Samsung Magician on Ubuntu 14.04
Solution 1:
Installing Samsung Magican on Linux
There is something called samsung magician dc that you can install in linux. It can be downloaded from this link. The manual can be found in that dropdown list. Extract the tarball from the first link, and open the resulting folder. There will be two directories, 64-bit and 32 bit. Open the one corresponding to your operating system. The samsung magician executable is in this folder. The file is a simple binary so make it executable and run it.

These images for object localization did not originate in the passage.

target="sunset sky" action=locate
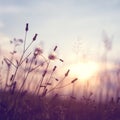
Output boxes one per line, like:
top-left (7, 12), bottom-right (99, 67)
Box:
top-left (0, 0), bottom-right (120, 63)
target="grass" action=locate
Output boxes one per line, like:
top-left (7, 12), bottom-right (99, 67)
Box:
top-left (0, 90), bottom-right (120, 120)
top-left (0, 23), bottom-right (120, 120)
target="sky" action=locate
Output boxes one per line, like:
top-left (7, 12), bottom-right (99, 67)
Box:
top-left (0, 0), bottom-right (120, 63)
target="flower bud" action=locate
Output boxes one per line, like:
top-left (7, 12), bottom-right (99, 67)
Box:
top-left (33, 33), bottom-right (38, 41)
top-left (65, 69), bottom-right (70, 77)
top-left (25, 23), bottom-right (29, 32)
top-left (48, 52), bottom-right (56, 60)
top-left (53, 46), bottom-right (57, 51)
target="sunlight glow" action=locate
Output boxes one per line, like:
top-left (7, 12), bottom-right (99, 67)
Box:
top-left (69, 61), bottom-right (99, 81)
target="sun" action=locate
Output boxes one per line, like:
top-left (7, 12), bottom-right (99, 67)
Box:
top-left (69, 61), bottom-right (99, 81)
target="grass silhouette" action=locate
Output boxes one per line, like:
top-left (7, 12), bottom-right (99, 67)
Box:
top-left (0, 23), bottom-right (120, 120)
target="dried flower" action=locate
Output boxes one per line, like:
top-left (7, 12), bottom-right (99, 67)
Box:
top-left (48, 52), bottom-right (56, 60)
top-left (12, 38), bottom-right (23, 46)
top-left (53, 46), bottom-right (57, 51)
top-left (42, 70), bottom-right (47, 77)
top-left (18, 39), bottom-right (23, 43)
top-left (59, 59), bottom-right (64, 62)
top-left (34, 47), bottom-right (43, 57)
top-left (55, 78), bottom-right (59, 81)
top-left (53, 66), bottom-right (57, 72)
top-left (25, 23), bottom-right (29, 32)
top-left (71, 78), bottom-right (78, 83)
top-left (33, 33), bottom-right (38, 41)
top-left (65, 69), bottom-right (70, 77)
top-left (4, 58), bottom-right (10, 67)
top-left (46, 83), bottom-right (52, 85)
top-left (26, 58), bottom-right (29, 63)
top-left (10, 74), bottom-right (14, 81)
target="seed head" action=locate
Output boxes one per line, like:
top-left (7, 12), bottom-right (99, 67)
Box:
top-left (10, 74), bottom-right (14, 81)
top-left (53, 46), bottom-right (57, 51)
top-left (71, 78), bottom-right (78, 83)
top-left (25, 23), bottom-right (29, 32)
top-left (65, 69), bottom-right (70, 77)
top-left (48, 52), bottom-right (56, 60)
top-left (53, 66), bottom-right (57, 72)
top-left (59, 59), bottom-right (64, 62)
top-left (26, 58), bottom-right (29, 63)
top-left (42, 70), bottom-right (47, 77)
top-left (55, 78), bottom-right (59, 81)
top-left (34, 47), bottom-right (43, 57)
top-left (33, 33), bottom-right (38, 41)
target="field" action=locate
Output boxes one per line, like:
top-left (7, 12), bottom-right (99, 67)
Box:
top-left (0, 23), bottom-right (120, 120)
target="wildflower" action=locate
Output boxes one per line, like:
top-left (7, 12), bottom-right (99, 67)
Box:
top-left (18, 39), bottom-right (23, 43)
top-left (52, 66), bottom-right (57, 72)
top-left (34, 47), bottom-right (43, 57)
top-left (25, 23), bottom-right (29, 32)
top-left (53, 46), bottom-right (57, 51)
top-left (48, 52), bottom-right (56, 60)
top-left (55, 78), bottom-right (59, 81)
top-left (12, 38), bottom-right (23, 46)
top-left (46, 83), bottom-right (52, 85)
top-left (10, 74), bottom-right (14, 81)
top-left (33, 33), bottom-right (38, 41)
top-left (59, 59), bottom-right (64, 62)
top-left (71, 78), bottom-right (78, 83)
top-left (65, 69), bottom-right (70, 77)
top-left (42, 70), bottom-right (47, 77)
top-left (26, 58), bottom-right (29, 63)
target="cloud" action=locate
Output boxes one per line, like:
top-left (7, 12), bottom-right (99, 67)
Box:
top-left (0, 0), bottom-right (119, 62)
top-left (0, 5), bottom-right (24, 14)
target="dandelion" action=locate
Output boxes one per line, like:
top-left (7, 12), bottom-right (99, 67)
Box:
top-left (48, 52), bottom-right (56, 60)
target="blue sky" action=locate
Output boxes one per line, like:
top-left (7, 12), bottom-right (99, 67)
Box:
top-left (0, 0), bottom-right (120, 63)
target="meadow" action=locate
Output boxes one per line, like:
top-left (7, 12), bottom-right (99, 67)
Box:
top-left (0, 23), bottom-right (120, 120)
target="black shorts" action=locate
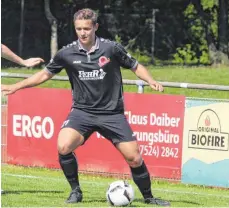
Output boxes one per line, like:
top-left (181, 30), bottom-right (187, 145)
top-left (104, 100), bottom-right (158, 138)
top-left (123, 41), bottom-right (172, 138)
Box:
top-left (61, 108), bottom-right (136, 145)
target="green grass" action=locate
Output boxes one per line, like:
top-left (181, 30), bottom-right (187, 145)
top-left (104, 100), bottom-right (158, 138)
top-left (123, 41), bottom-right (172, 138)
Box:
top-left (1, 66), bottom-right (229, 99)
top-left (2, 165), bottom-right (229, 207)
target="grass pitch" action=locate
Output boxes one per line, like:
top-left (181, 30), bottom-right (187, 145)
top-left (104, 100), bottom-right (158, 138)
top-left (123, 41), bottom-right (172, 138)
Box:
top-left (1, 165), bottom-right (229, 207)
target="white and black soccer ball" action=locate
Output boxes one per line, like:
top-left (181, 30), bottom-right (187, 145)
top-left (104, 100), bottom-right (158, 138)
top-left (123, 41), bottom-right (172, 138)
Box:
top-left (106, 180), bottom-right (135, 206)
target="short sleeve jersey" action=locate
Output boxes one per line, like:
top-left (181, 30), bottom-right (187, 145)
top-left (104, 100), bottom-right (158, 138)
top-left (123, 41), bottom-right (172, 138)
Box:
top-left (45, 37), bottom-right (138, 114)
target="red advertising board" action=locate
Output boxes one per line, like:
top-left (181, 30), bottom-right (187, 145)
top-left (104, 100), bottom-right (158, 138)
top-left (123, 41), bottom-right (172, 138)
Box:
top-left (7, 88), bottom-right (185, 179)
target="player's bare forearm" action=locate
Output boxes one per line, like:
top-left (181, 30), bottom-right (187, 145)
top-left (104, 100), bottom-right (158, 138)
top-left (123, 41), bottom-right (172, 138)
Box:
top-left (17, 69), bottom-right (53, 89)
top-left (1, 44), bottom-right (24, 65)
top-left (1, 69), bottom-right (54, 95)
top-left (132, 63), bottom-right (155, 83)
top-left (132, 63), bottom-right (163, 92)
top-left (1, 44), bottom-right (44, 67)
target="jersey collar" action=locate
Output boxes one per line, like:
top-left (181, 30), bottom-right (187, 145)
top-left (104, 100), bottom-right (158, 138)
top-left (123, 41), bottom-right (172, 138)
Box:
top-left (77, 36), bottom-right (99, 53)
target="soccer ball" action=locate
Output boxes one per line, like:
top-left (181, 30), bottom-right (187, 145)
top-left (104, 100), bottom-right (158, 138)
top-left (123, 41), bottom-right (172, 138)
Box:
top-left (106, 180), bottom-right (135, 206)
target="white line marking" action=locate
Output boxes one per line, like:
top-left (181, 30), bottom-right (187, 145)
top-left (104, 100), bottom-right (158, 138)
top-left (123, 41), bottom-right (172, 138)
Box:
top-left (2, 173), bottom-right (107, 185)
top-left (2, 173), bottom-right (229, 199)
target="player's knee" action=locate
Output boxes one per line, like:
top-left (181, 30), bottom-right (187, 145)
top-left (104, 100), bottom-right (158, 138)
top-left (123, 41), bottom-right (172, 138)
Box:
top-left (126, 154), bottom-right (142, 167)
top-left (58, 143), bottom-right (72, 155)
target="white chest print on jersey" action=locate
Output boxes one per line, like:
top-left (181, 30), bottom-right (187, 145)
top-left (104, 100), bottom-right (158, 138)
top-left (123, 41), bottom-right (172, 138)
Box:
top-left (78, 69), bottom-right (106, 80)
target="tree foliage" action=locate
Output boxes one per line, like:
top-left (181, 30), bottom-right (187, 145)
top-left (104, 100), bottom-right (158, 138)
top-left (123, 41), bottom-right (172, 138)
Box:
top-left (1, 0), bottom-right (228, 66)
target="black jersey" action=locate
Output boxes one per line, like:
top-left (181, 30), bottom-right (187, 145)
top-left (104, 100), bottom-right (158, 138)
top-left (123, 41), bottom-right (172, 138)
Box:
top-left (45, 37), bottom-right (138, 114)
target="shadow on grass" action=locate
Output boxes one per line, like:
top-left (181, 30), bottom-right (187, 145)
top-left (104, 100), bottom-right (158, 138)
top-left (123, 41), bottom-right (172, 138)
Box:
top-left (2, 190), bottom-right (64, 195)
top-left (83, 199), bottom-right (107, 203)
top-left (80, 197), bottom-right (201, 206)
top-left (83, 198), bottom-right (143, 207)
top-left (133, 198), bottom-right (201, 206)
top-left (168, 200), bottom-right (200, 206)
top-left (82, 198), bottom-right (200, 206)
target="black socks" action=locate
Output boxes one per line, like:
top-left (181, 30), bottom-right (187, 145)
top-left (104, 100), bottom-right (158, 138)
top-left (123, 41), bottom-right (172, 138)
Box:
top-left (59, 152), bottom-right (79, 190)
top-left (130, 161), bottom-right (153, 199)
top-left (59, 152), bottom-right (152, 198)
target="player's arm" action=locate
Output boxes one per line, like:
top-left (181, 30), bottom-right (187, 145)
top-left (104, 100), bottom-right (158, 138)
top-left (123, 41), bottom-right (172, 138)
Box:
top-left (1, 44), bottom-right (44, 67)
top-left (113, 42), bottom-right (163, 92)
top-left (1, 69), bottom-right (54, 95)
top-left (132, 63), bottom-right (163, 92)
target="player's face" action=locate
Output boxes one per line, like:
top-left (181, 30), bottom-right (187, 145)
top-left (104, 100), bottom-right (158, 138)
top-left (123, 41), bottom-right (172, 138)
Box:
top-left (74, 19), bottom-right (98, 47)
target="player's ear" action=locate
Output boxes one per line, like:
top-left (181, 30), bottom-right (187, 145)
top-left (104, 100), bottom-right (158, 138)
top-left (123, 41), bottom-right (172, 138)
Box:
top-left (95, 23), bottom-right (99, 31)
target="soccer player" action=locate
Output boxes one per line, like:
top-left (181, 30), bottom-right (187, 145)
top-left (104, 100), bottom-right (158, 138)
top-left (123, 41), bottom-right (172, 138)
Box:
top-left (1, 44), bottom-right (44, 67)
top-left (1, 9), bottom-right (170, 206)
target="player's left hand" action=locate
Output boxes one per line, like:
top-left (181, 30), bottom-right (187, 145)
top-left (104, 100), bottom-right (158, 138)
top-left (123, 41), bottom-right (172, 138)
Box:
top-left (22, 58), bottom-right (44, 67)
top-left (149, 80), bottom-right (164, 92)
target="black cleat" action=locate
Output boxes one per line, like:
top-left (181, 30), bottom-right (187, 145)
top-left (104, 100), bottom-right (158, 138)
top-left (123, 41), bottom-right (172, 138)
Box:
top-left (144, 197), bottom-right (171, 207)
top-left (65, 186), bottom-right (83, 203)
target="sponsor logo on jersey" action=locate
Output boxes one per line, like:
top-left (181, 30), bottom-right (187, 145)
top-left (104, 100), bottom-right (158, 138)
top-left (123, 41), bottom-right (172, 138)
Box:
top-left (98, 56), bottom-right (110, 67)
top-left (78, 69), bottom-right (106, 80)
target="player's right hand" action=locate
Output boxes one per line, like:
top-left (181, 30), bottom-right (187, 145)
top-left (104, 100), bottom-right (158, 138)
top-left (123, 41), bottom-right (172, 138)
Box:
top-left (1, 84), bottom-right (18, 96)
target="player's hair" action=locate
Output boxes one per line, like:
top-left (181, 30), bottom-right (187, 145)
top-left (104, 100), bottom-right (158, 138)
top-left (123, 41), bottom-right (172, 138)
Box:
top-left (73, 8), bottom-right (98, 25)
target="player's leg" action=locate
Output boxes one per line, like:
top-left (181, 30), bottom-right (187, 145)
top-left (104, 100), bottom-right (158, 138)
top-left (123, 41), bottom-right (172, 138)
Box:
top-left (115, 141), bottom-right (154, 199)
top-left (58, 127), bottom-right (84, 203)
top-left (98, 114), bottom-right (153, 198)
top-left (58, 108), bottom-right (96, 203)
top-left (98, 113), bottom-right (170, 206)
top-left (116, 141), bottom-right (170, 206)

Using Samsung Magician On Linux
The usage of samsung magician is described in the manual. Also some information on how to use the software can be obtained from sudo ./magician --help
. One thing to know is that you pretty much always have to run magician
as superuser. For example to list the samsung disks attached to your system you would use the command sudo ./magician -L
There are many more operations desribed in the manual.
Installing firmware
The Samsung magician dc manual is vague on how to install firmware (specifically on how to lay out the directory containing the firmware). To see how to install firmware see this answer.
Perfomance update
The 840 evo has a performance update which (I think) is independent from firmware and cannot be done with samsung magician dc. I think this performance update was the original goal of your question, so I will address it. The performance update can be found here. I have not done this update, but the installation guide is there.
Solution 2:
Samsung (Disk) Magician is a firmware update tool to notify you about new firmware releases and installing them. The firmwares are also offered as ISO images on the Samsung website.
Complementary features to the core functionality:
- Display S.M.A.R.T data and total bytes written
- Run a non-comparable Samsung-specific benchmark
- Run TRIM manually
- Debatable Windows-specific "OS Optimization"
- Customize Over Provisioning
- Create media to execute Secure Erase
- Setup RAPID Mode - a feature that may lead to data corruption or decrease in IOPS
- Manage hardware encryption settings
To summarize: A bloated LCARS-like firmware updater with no secret sauce.
If you really want to install it, you can follow Brian Moths's answer. But the software does not seem to offer anything that you cannot do already on Ubuntu (other than Windows-specific features that would not work on Ubuntu anyway). It's simply a GUI.